A tokenizer that can be installed with: npm i tokenizer-1dv610 visit the github repo for more info if this page is not up to date
npm i tokenizer-1dv610
npm i tokenizer-1dv610
initilize a new object of the class 'Tokenizer' and pass in 2 arguments, the first one is the string you want to tokenize, the second on is an instance of the Grammar class that is shown below
import { Tokenizer, Grammar } from 'tokenizer-1dv610'
let wordAndDotGrammar = new Grammar()
wordAndDotGrammar.addGrammar({'regex':/^[\A-Za-z|åäöÅÄÖ]+/g,'type':'word'})
wordAndDotGrammar.addGrammar({'regex':/^./g,'type':'dot', 'sentenceEnding':'normal sentence'})

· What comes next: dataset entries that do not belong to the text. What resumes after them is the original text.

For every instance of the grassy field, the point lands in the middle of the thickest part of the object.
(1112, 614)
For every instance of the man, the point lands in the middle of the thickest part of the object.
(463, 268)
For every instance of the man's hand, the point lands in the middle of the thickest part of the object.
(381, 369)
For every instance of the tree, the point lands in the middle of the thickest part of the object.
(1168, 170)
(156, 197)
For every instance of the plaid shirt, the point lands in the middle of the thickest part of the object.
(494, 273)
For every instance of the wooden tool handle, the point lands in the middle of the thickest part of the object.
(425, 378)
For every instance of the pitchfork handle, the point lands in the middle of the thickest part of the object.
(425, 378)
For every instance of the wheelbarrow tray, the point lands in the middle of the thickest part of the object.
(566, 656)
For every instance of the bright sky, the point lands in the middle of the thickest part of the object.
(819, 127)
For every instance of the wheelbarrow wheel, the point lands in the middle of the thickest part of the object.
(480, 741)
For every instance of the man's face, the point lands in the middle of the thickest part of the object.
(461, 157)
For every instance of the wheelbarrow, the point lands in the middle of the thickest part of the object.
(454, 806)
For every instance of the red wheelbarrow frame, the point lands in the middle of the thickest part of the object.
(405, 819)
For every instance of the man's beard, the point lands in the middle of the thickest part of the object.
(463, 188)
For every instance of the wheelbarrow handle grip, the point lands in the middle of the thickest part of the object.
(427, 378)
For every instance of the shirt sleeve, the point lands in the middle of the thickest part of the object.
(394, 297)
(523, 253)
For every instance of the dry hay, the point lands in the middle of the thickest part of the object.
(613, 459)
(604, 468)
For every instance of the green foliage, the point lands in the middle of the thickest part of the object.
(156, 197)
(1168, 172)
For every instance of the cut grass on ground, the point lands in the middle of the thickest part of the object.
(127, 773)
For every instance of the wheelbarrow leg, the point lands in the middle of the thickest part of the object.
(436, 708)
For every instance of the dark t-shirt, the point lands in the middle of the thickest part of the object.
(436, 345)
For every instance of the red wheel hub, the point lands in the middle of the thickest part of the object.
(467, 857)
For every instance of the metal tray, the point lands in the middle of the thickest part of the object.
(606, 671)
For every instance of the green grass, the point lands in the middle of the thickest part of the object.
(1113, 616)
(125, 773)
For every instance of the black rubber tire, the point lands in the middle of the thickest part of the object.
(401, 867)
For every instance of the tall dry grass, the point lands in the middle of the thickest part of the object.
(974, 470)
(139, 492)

wordAndDotGrammar.addGrammar({'regex':/^?/g,'type':'question mark', 'sentenceEnding':'question'})
wordAndDotGrammar.addGrammar({'regex':/^!/g,'type':'exclamation mark', 'sentenceEnding':'announcement'})
let tokenizer = new Tokenizer('Hello this is a sentence.',wordAndDotGrammar)
To get the current token use:
tokenizer.getCurrentToken()
To step to the next token use:
tokenizer.next()
To step to the previous token use:
tokenizer.previous()
To change the string use:
tokenizer.setString('new string')
'Hello this is a sentence.' if you try it out with the above code sentence:
console.log(tokenizer.getCurrentToken())
output: "Hello"
tokenizer.next()
tokenizer.next()
console.log(tokenizer.getCurrentToken())
output: "is"